I imagine that children in Bhutan have many venues in which to learn meditation, but I’m keen to teach meditation to students (as I understand it from 20 years of practice) at an age-appropriate level, and help them to apply the skills of attention and focus to their studies. I'm curious to discover if children in Bhutan are less afflicted with problems associated with "attention deficits" than are some of the children in the classrooms where I did my practice teaching in Toronto. I was encouraged to uncover a reference to teaching meditation in schools as a fundamental organ for increasing gross national happiness.† I suspect the fear of stirring up a religious hornet’s nest or—more likely—a non-appreciation of meditation practice has prevented western educators from perceiving the benefits of inner practice, whereas in Bhutan meditation would seem a natural fit. I'll let you know how / when / if this experiment proceeds!
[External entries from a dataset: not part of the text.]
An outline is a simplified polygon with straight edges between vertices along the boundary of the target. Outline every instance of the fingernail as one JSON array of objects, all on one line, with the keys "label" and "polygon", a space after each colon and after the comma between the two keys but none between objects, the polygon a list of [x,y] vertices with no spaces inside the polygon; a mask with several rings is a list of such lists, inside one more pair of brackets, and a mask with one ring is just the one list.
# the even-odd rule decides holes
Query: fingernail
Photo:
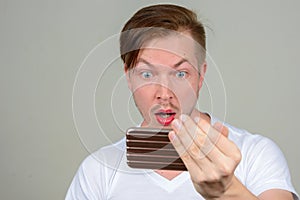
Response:
[{"label": "fingernail", "polygon": [[181,123],[179,122],[178,119],[174,119],[172,123],[173,123],[173,125],[175,126],[176,129],[179,130],[181,128]]},{"label": "fingernail", "polygon": [[174,131],[170,131],[170,133],[169,133],[169,138],[170,138],[171,141],[176,140],[177,137],[176,137],[176,134],[175,134]]},{"label": "fingernail", "polygon": [[185,122],[187,120],[187,116],[184,114],[180,115],[180,120]]},{"label": "fingernail", "polygon": [[200,117],[195,117],[194,122],[196,122],[196,124],[198,124],[200,122]]}]

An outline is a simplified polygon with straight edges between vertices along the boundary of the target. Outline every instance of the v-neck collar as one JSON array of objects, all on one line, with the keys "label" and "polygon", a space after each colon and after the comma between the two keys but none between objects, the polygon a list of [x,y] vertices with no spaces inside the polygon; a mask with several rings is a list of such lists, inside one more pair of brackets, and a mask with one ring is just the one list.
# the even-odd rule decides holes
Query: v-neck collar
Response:
[{"label": "v-neck collar", "polygon": [[151,170],[151,172],[148,171],[148,173],[146,173],[145,176],[148,178],[149,181],[154,182],[156,185],[158,185],[159,187],[161,187],[169,193],[176,190],[190,178],[190,175],[187,171],[182,172],[181,174],[174,177],[172,180],[169,180],[159,175],[154,170]]}]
†“Role of Meditation in Achieving Gross National Happiness” by Khenpo Phuntsok Tashi, a conference paper included in the Fourth International Conference on Gross National Happiness held in Thimphu, Bhutan presented by The Centre for Bhutan Studies in November, 2008. http://www.bhutanstudies.org.bt/admin/pubFiles/19.GNH4.pdf

See also: Proceedings of the Fourth International Conference on Gross National Happiness held in Bhutan, November 24-26, 2008 http://www.bhutanstudies.org.bt/main/gnh4.php

Saturday, January 2, 2010

Say Yes to Bhutan

© The Globe And Mail, January 2, 2010: "There was a time not too long ago when Bhutan had no currency, no phones and no electricity. Until 1972, outsiders weren't allowed into the tiny Himalayan kingdom. But times have changed, and despite its isolated locale and seemingly archaic practices, Bhutan is now welcoming foreigners in its own way. Measures are in place to avoid overcrowding and to attract the “right crowd”. This is not a place for budget travellers: Visitors have to pay a minimum of $200 U.S. per day, and sightseeing excursions are limited to guided visits to stunningly positioned Buddhist temples – the Tiger's Nest Monastery hangs on a sheer rock face – and mountain hikes like the Jhomolhari Trek, which passes through remote villages. In the end, it's a small price to pay to visit the happiest country in the world, where people value Gross National Happiness over Gross National Product."